Robot.txt help
-
Hi,
We have a blog that is killing our SEO.
We need to
Disallow
Disallow: /Blog/?tag*
Disallow: /Blog/?page*
Disallow: /Blog/category/*
Disallow: /Blog/author/*
Disallow: /Blog/archive/*
Disallow: /Blog/Account/.
Disallow: /Blog/search*
Disallow: /Blog/search.aspx
Disallow: /Blog/error404.aspx
Disallow: /Blog/archive*
Disallow: /Blog/archive.aspx
Disallow: /Blog/sitemap.axd
Disallow: /Blog/post.aspxBut Allow everything below /Blog/Post
The disallow list seems to keep growing as we find issues. So rather than adding in to our Robot.txt all the areas to disallow. Is there a way to easily just say Allow /Blog/Post and ignore the rest. How do we do that in Robot.txt
Thanks
-
These: http://screencast.com/t/p120RbUhCT
They appear on every page I looked at, and take up the entire area "above the fold" and the content is "below the fold"
-Dan
-
Thanks Dan, but what grey areas, what url are you looking at?
-
Ahh. I see. You just need to "noindex" the pages you don't want in the index. As far as how to do that with blogengine, I am not sure, as I have never used it before.

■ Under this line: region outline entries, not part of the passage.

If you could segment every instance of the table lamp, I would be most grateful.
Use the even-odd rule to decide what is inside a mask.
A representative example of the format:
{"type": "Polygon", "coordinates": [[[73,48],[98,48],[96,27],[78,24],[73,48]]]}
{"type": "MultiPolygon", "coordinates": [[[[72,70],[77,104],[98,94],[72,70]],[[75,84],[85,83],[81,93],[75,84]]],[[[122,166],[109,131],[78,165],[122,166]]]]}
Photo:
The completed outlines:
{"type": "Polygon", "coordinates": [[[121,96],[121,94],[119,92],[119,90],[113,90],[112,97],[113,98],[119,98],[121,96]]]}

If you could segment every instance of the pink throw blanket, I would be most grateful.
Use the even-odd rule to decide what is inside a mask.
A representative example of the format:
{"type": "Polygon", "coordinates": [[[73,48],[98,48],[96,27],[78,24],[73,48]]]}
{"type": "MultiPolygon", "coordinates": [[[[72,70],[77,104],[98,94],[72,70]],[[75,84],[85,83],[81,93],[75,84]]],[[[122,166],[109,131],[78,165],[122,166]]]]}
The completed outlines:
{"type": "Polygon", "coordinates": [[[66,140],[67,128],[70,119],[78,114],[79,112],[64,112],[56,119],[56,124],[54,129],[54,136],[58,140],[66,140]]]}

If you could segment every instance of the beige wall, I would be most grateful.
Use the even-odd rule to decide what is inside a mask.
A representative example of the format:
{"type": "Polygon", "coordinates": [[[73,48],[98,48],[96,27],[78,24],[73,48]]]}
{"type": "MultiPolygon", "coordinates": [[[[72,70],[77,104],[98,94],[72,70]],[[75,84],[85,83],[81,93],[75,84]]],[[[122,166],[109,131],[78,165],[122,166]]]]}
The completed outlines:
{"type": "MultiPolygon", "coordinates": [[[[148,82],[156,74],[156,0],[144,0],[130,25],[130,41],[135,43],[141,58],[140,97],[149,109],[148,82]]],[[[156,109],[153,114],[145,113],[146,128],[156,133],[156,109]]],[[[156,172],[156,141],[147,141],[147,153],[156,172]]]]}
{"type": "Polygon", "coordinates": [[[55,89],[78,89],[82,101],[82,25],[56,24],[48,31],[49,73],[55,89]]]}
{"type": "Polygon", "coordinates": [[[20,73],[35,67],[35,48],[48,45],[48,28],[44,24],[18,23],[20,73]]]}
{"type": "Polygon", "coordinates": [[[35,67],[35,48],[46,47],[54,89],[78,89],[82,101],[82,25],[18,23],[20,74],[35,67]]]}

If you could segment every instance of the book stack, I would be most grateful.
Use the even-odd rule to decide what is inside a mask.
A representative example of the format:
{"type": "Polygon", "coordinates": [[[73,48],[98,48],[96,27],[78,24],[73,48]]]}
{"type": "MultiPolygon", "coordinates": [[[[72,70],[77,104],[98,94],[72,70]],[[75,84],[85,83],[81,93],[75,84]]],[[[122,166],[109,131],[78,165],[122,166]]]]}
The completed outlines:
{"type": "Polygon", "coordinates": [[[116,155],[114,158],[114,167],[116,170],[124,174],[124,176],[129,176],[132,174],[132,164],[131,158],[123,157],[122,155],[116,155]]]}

But I think a bigger issue is like the giant box areas at the top of every page. They are pushing your content way down. That's definitely hurting UX and making the site a little confusing. I'd suggest improving that as well
-Dan
-
Hi Dan, Yes sorry that's the one!
-
Hi There... that address does not seem to work for me. Should it be .net? http://www.dotnetblogengine.net/
-Dan
-
Hi
The blog is www.dotnetblogengine.com
The content is only on the blog once it is just it can be accessed lots of different ways
-
Andrew
I doubt that one thing made your rankings drop so much. Also, what type of CMS are you on? Duplicate content like that should be controlled through indexation for the most part, but I am not recognizing that type of URL structure as any particular CMS?

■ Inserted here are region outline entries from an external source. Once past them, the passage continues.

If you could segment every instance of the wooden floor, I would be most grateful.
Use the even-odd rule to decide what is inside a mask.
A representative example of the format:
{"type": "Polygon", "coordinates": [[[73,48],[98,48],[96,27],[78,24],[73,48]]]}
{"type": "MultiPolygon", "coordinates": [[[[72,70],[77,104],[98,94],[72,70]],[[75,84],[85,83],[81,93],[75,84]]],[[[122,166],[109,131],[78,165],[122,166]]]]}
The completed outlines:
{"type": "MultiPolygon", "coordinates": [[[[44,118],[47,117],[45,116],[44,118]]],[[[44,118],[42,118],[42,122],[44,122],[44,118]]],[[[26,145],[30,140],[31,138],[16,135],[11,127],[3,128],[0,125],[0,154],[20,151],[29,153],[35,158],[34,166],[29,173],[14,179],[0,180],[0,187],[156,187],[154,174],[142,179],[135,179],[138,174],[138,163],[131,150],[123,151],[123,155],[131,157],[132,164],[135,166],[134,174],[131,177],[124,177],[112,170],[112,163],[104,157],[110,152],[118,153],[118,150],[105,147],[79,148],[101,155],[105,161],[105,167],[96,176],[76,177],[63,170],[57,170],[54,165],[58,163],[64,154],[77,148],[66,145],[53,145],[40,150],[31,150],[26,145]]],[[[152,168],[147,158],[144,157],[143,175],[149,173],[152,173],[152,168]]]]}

Are just the title tags duplicate or the entire page content? Essentially, I would either change the content of the pages so they are not duplicate, or if that doesn't make sense I would just "noindex" them.
-Dan
-
Hi Dan,
I am getting duplicate content errors in WMT like
This is because tag=ABC and page=1 are both different ways to get to www.mysite.com/Blog/Post/My-Blog-Post.aspx
To fix this I have remove the URL's www.mysite.com/Blog/?tag=ABC and www.mysite.com/Blog/?Page=1from GWMT and by setting robot.txt up like
User-agent: *
Disallow: /Blog/
Allow: /Blog/post
Allow: /Blog/PostI hope to solve the duplicate content issue to stop it happening again.
Since doing this my SERP's have dropped massively. Is what I have done wrong or bad? How would I fix?
Hope this makes sense thanks for you help on this its appreciated.
Andrew
-
Hi There
Where are they appearing in WMT? In crawl errors?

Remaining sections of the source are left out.